NG: The difficult thing has been because there's so much unknown about when the game was going to restart, there's been a balancing act of staying ready to go versus taking a step back and having a bit of a breather. There'll be some incredibly fit rugby players coming out of this and likewise there might be a couple who have let their guard down a little bit, so there'll be a bit of a mixed bag. From what I'm hearing around the clubs, everyone is fairly happy with where everyone is at.
NZH: How long will the players need before they can play a high-intensity rugby game?
NG: There's a little bit of common sense that comes into play. If we reflect on what we've done in the past when we've been getting Super Rugby players ready for contact and games, generally they have a couple of weeks off over Christmas and then come in and within three or four weeks they're playing pre-season games. It's a little bit like coming in for pre-season and getting ready for the start of the competition. The only difference is we've had seven weeks where we haven't had any rugby-specific tasks; change of direction, stepping, evasion, tackling and even things like jumping and landing for lineouts and receiving high-ball catches. All the little intricacies of the game are what we haven't been able to do. We've been working together really closely with the clubs to make sure we nail it.

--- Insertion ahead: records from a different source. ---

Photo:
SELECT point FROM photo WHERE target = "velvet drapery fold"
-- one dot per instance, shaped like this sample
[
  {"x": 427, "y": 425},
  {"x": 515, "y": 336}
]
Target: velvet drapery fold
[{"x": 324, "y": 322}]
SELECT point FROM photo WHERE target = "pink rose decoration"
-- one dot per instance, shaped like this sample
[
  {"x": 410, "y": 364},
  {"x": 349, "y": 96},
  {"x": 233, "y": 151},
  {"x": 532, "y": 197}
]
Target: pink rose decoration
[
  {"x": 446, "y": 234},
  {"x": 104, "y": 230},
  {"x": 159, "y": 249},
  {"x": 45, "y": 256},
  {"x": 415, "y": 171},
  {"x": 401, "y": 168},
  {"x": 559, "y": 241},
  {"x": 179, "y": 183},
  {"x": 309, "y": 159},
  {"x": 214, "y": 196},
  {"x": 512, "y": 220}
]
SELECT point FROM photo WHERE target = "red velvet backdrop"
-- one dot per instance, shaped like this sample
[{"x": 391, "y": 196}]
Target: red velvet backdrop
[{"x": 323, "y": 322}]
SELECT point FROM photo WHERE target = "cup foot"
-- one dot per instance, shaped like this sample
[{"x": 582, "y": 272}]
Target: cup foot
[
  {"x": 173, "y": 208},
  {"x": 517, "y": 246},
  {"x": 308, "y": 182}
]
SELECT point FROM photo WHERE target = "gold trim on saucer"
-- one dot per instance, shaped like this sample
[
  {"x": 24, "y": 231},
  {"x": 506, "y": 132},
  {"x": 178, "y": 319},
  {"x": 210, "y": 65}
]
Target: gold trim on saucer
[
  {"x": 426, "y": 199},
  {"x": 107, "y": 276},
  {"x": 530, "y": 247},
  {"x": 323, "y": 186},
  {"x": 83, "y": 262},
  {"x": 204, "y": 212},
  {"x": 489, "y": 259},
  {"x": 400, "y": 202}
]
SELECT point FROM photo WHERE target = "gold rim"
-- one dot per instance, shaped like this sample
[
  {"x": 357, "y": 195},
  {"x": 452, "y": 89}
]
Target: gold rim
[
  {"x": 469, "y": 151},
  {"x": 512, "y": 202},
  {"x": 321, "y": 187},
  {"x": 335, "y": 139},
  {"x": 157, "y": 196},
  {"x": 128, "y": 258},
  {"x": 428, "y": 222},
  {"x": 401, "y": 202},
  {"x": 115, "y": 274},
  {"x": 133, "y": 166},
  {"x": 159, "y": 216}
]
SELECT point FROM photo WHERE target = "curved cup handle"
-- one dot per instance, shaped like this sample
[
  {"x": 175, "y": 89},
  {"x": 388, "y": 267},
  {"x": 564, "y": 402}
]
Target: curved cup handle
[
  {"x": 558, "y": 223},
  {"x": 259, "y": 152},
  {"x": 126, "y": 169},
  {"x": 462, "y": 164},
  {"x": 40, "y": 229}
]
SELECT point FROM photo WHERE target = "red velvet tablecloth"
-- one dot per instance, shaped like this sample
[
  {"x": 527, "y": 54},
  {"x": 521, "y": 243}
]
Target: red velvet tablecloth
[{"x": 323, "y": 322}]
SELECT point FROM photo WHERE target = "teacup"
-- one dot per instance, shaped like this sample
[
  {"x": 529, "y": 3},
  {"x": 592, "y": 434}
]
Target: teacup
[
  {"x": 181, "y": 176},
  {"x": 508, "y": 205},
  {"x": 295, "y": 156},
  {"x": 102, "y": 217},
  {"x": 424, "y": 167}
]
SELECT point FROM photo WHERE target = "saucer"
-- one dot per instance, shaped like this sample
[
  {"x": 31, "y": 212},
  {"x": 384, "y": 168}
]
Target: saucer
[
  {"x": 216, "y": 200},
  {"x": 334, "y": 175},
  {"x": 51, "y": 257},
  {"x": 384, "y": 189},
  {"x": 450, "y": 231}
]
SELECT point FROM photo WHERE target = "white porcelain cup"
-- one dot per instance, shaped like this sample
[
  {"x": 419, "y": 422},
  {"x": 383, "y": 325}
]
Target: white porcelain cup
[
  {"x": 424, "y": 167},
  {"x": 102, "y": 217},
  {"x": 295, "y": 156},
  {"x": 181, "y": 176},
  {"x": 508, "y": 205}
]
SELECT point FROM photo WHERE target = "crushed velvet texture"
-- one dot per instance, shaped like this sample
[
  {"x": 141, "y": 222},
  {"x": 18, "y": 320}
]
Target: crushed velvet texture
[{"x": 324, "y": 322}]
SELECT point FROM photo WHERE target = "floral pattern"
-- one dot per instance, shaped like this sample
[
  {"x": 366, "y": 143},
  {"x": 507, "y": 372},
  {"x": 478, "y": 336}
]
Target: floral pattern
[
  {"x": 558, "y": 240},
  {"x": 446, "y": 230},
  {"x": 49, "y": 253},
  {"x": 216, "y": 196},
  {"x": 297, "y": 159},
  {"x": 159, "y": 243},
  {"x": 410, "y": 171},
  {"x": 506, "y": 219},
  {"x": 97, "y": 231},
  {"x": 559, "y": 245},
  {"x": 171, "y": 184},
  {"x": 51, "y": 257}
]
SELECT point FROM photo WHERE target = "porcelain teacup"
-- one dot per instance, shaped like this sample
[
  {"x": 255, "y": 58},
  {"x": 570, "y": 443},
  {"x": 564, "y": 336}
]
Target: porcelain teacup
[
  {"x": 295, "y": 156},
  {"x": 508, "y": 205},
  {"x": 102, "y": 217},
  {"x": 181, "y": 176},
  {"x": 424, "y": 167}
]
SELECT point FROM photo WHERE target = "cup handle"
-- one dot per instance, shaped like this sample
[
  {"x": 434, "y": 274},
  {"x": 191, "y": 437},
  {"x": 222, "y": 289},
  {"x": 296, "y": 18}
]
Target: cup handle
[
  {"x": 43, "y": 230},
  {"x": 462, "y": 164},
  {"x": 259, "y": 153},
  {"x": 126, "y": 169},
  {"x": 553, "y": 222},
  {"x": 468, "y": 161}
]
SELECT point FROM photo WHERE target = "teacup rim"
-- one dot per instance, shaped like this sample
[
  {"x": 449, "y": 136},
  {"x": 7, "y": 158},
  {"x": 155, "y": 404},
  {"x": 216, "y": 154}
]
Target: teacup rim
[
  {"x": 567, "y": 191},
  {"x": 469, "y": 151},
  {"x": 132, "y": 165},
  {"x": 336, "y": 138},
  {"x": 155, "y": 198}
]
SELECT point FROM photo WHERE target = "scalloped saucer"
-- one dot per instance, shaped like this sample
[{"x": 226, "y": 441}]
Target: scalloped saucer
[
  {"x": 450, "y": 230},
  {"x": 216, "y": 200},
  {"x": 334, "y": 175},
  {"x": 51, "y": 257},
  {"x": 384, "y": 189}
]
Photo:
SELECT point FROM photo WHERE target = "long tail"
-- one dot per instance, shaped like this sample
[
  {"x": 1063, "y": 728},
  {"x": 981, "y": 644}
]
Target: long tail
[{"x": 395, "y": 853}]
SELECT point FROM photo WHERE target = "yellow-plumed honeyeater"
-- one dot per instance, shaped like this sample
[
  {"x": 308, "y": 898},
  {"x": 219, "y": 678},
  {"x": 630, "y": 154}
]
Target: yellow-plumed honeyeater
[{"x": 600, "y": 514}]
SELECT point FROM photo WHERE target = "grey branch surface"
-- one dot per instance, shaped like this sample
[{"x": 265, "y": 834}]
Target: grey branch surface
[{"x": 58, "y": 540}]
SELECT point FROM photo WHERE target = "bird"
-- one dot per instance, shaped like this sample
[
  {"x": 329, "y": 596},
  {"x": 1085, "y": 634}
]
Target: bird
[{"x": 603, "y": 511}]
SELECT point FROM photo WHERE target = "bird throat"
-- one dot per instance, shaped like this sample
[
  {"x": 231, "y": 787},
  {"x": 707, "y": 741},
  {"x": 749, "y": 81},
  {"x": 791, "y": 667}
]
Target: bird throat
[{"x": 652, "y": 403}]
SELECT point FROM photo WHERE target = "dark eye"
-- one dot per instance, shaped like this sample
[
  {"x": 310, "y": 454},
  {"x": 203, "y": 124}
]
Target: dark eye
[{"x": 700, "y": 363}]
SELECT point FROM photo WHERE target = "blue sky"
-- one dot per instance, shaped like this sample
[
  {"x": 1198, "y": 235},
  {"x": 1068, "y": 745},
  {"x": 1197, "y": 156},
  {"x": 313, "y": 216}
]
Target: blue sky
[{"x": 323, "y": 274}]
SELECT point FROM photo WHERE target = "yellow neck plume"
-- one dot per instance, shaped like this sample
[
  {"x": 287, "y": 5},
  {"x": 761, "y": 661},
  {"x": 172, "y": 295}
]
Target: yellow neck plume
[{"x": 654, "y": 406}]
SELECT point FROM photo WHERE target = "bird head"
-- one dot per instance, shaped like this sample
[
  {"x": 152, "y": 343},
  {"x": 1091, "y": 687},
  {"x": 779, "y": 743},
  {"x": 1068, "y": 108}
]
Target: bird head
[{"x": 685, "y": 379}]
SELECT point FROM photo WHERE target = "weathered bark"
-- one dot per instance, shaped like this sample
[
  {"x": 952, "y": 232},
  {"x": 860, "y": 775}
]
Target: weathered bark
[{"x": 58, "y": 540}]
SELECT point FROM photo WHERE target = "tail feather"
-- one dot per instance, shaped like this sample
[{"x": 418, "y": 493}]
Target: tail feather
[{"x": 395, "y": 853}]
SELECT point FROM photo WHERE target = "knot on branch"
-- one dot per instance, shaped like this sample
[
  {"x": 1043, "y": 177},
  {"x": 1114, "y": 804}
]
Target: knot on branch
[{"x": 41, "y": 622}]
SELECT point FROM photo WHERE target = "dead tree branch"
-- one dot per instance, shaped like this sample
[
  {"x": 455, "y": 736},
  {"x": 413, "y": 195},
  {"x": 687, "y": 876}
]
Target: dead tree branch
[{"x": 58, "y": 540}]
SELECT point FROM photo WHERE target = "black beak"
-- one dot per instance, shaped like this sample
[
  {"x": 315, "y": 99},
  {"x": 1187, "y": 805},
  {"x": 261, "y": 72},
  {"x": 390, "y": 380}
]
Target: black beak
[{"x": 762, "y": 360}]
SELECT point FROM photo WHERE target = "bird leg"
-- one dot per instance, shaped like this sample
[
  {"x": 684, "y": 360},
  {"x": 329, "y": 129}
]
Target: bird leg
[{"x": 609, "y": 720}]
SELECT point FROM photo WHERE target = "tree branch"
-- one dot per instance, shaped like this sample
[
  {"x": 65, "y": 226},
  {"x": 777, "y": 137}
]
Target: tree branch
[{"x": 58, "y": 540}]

NZH: How much more likely is injury from not having done those rugby-specific things for a while?
NG: There's always risk in everything we do. Everything we ask a player to do and be able to do very well is about an intensity factor. It's one thing being able to evade someone but being able to aggressively evade them for 80 minutes is the key. What the players have been doing in isolation is doing everything we can to close the gap. For example, getting familiar with the ground is something we've been doing over the last couple of weeks. Rather than just running up and down a field, they've been getting up and down off the ground, rolling and tumbling and bouncing their chests. If players are sharing flats, they've been doing some passive, low-intensity tackling. There's always risk but everything we put in place around them – just like the restrictions around Covid – is about mitigating that risk, while minimizing any disruption to the training and performance.
NZH: Could some players have actually benefitted from time away from the rugby field?
NG: Absolutely. There's always a silver lining and this is a break the players would never, ever have had. There are going to be a lot of players who just want to get out and play rugby. Rugby has shut down around the world and we could one of the first countries to get it back going and hopefully there is a lot of it played. So yes, this would have benefitted a lot of players and there's a lot of energy being built up to be able to put out on the park which is exciting.
NZH: New Zealand derbies are famously brutal in their physicality. Will that be a factor with every game being a derby?
NG: It's something everyone has talked about and it's been considered. It's nice obviously that there are two byes within the ten weeks so that'll help spread that intensity and load. Every team and every player is coming in from exactly the same place. There might be some risk and the intensity is going to be there, but it's going to be bloody good to watch and for the players to be part of. I think it's tremendously exciting. The derbies are the best games to watch anyway, so bring it on!